Imaginez le village dans lequel vous êtes né(e), et dans lequel votre famille et des amis vivent certainement encore aujourd'hui. D'ailleurs, vous aussi vous y vivez peut-être encore. Maintenant, imaginez qu'un beau matin, ce village est rasé : l'école, les champs, la maison des voisins, votre maison... Plus rien ne reste, et s'il reste quelque chose, ce n'est qu'une question de semaines avant que cette chose soit détruite à son tour. En un rien de temps votre enfance et la vie des habitants sont balayés, sans sommation, par des bulldozers et des hommes armés peu enclins à la discussion. Si vous parvenez à imaginer ce tableau, je vous encourage à faire un dernier effort, en l'élargissant à une échelle non pas d'un village, mais d'une région du monde toute entière.

Bienvenue en Cisjordanie, bienvenue à Masafer Yatta.


Cette zone composée de plusieurs villages, située à l'extrême sud de la Cisjordanie, constitue le cœur d'action du documentaire, puisqu'il ne passe pas une semaine sans que les habitants de Masafer Yatta voient débarquer dans leur terrain des engins et des hommes qui n'ont qu'un seul objectif : démolir et expulser. Cet espace géographique est réclamé par l'État d'Israël, déclarée "zone militaire" depuis les années 1980. Au cours du documentaire, on apprendra sans aucune surprise qu'il s'agit là surtout d'un prétexte pour chasser les Palestiniens et réduire leur territoire, en l'octroyant plus tard aux colons israéliens.

C'est un plan d'expulsion, d'invasion et d'extermination.


Les réalisateurs de No Other Land racontent cette lutte des Palestiniens pour la préservation de terres ancestrales, mais également pour leur dignité. La forme est brute, le récit sans artifices : toute l'énergie est mise dans la restitution simple, souvent crue et anarchique de cette résistance dont les habitants font preuve, malgré un rapport de force ridiculement déséquilibré.

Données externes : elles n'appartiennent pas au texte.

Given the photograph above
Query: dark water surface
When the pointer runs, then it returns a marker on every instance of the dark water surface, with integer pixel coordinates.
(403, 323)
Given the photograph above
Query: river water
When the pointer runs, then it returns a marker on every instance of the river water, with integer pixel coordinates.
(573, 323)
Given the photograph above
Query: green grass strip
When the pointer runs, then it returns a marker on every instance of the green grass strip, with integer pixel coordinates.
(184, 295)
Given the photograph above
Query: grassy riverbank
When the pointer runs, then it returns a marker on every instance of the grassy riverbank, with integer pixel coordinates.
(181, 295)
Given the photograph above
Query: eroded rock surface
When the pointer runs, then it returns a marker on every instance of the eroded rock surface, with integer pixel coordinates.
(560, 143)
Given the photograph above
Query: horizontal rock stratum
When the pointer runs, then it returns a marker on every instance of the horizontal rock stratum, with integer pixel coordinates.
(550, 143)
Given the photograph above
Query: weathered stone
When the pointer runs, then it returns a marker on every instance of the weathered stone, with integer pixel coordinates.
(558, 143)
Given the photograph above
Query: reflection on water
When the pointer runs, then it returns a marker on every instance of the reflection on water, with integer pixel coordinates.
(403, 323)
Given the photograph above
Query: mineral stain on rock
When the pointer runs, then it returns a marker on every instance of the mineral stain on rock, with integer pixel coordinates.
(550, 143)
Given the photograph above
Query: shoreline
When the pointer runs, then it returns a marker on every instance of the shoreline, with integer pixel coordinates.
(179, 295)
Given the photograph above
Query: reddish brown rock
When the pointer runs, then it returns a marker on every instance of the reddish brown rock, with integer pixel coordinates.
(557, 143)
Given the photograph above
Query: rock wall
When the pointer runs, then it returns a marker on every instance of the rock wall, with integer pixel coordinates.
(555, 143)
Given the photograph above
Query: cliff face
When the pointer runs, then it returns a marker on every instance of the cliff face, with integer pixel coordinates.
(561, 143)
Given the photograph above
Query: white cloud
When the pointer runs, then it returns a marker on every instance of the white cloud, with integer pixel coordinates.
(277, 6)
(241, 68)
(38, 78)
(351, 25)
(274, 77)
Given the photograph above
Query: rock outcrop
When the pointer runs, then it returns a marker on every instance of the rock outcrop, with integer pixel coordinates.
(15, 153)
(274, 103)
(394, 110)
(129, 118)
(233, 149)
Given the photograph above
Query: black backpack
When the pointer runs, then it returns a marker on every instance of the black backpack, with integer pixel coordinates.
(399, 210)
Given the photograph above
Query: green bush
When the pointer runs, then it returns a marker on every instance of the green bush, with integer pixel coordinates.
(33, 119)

On parle de camions et de bulldozers escortés par l'armée israélienne, qui prennent d'assaut des villages de Bédouins, qui – avec tout mon respect pour la vie pastorale – ne peuvent pas rivaliser. Pas de quartier, les ordres sont les ordres (j'imagine) ! C'est donc à grands coups de légitimité que l'armée rase ces terres, détruit les constructions et éloigne toute âme Palestinienne qui vive – bien entendu, il faut remplacer "légitimité" par "violence, armes à feu et arrestations abusives".

Ce documentaire est mené par quatre réalisateurs : deux sont originaires d'Israël, les deux autres de Masafer Yatta. À l'écran, on voit Yuval et Basel : le premier est un journaliste israélien, le second un avocat palestinien. Bien qu'elle agisse en toile de fond, leur relation révèle à la fois ce qui lie deux individus dont la lutte est commune, mais également leur différence évidente face aux conséquences directes de leur militantisme. C'est une amitié qu'on devine difficile à construire pour Yuval ; dire que lui et Basel appartiennent à deux mondes différents est un euphémisme ! Alors, la confiance et la complicité ne sont pas automatiques ; mais justement, ce lien qui se renforce avec Basel et qui se crée avec d'autres militants cisjordaniens est d'autant plus authentique.


No Other Land est un film qui ne vous ménage pas, qui met un point d'honneur à mettre en image la réalité dans sa forme la plus spontanée, ce qui la rend plus cruelle encore. Rien n'est facile. On alterne entre moments de répit et moments d'agitation, on passe des soirées festives aux réveils brutaux sans qu'on ait le temps d'apprécier les rares instants de rassemblement et de discussion paisible. Mais c'est tout simplement parce que la paix n'existe pas pour ces gens. À part reconstruire, et freiner légèrement l'éradication inéluctable de leurs terres, ces habitants n'ont aucun pouvoir. Très vite, on comprend la fatalité : chaque semaine, des personnes viendront détruire ces villages, jusqu'à ce qu'il n'y ait plus rien que de la terre et du sable. Quitte à tuer ceux qui essaieront d'y rester. Les dernières images qu'ils parviennent à capturer à Masafer Yatta datent d'octobre 2023, après les attaques du Hamas. Autant vous dire que ces terres, déjà théâtre de violence et d'abus de pouvoir, deviennent ce que l'État d'Israël désir qu'elles soient depuis 40 ans : une zone définitivement invivable pour les Palestiniens.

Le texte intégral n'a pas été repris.